M. Kluber parla tout le long de la route sans interruption… mais il parlait seul ; personne ne le contredisait et personne n’était de son avis.

Il insista beaucoup sur le fait qu’on avait eu tort de ne pas suivre son conseil, quand il avait proposé de dîner dans le pavillon. On aurait évité tout désagrément.

Ensuite il émit quelques opinions avancées et libérales sur le gouvernement, qui permettait aux officiers de ne pas observer assez strictement la discipline, et de manquer de respect à l’élément civil de la société — « car c’est comme cela, ajouta M. Kluber, qu’avec le temps surgit le mécontentement, d’où il n’y a qu’un pas pour arriver à la révolution — nous en avons un triste exemple dans la France. » M. Kluber poussa un soupir sympathique mais sévère. Il se hâta d’expliquer que personnellement il nourrissait le plus profond respect pour les autorités et que jamais au grand jamais, il ne serait révolutionnaire. Mais cela ne l’empêchait pas de blâmer ouvertement une pareille immoralité.

M. Kluber se livra encore à beaucoup de réflexions sur ce qui est moral et immoral, convenable et inconvenant…

Pendant ce monologue de M. Kluber, Gemma déjà mécontente de lui depuis leur promenade avant le dîner, et qui pour cette raison se tenait sur la réserve avec Sanine, commença à avoir positivement honte de son fiancé ! À la fin de la promenade, il était facile de voir qu’elle souffrait réellement, et sans adresser la parole à Sanine, elle lui jeta un regard suppliant.

Sanine de son côté ressentait beaucoup plus de pitié pour Gemma que d’indignation contre M. Kluber. Au fond de son cœur, sans s’en rendre tout à fait compte il était heureux de ce qui venait de se passer, bien qu’il eût en perspective un duel pour le lendemain.

Enfin cette pénible partie de plaisir prit fin.

En aidant Gemma à descendre de voiture, Sanine, sans parler, lui glissa dans la main la rose. La jeune fille devint très rouge, serra la main du jeune homme et dissimula aussitôt la fleur.

Sanine n’avait pas l’intention d’entrer dans la confiserie bien qu’il fût tôt dans la soirée. Gemma d’ailleurs ne l’invita même pas. Pantaleone, du reste, qui était venu au devant des promeneurs sur le perron, déclara que Frau Lénore dormait.

Emilio prit timidement congé de Sanine ; il avait l’air d’avoir peur de son ami, tant son admiration pour lui était grande.

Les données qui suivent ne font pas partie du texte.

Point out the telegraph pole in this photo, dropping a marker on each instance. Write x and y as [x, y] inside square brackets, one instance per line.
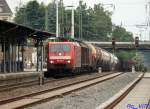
[80, 20]
[46, 19]
[57, 20]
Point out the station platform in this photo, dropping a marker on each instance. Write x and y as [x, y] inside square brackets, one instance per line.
[18, 75]
[147, 75]
[139, 97]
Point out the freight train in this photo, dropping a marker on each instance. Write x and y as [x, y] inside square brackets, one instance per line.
[74, 56]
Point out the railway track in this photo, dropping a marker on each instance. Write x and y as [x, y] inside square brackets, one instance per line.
[112, 102]
[12, 86]
[32, 98]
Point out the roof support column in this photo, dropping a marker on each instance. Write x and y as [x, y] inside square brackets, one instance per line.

M. Kluber reconduisit Sanine chez lui et le salua froidement. Cet Allemand, malgré son flegme et son assurance, se sentait mal à l’aise.

Tout le monde d’ailleurs se sentait mal à l’aise ce jour-là.

Ce sentiment ne tarda pas à s’effacer chez Sanine et à faire place à une disposition d’esprit indéfinissable, mais agréable et exaltée.

Sanine arpenta longtemps sa chambre sans vouloir penser à quoi que ce soit et en sifflotant un air ; il était très content de lui-même.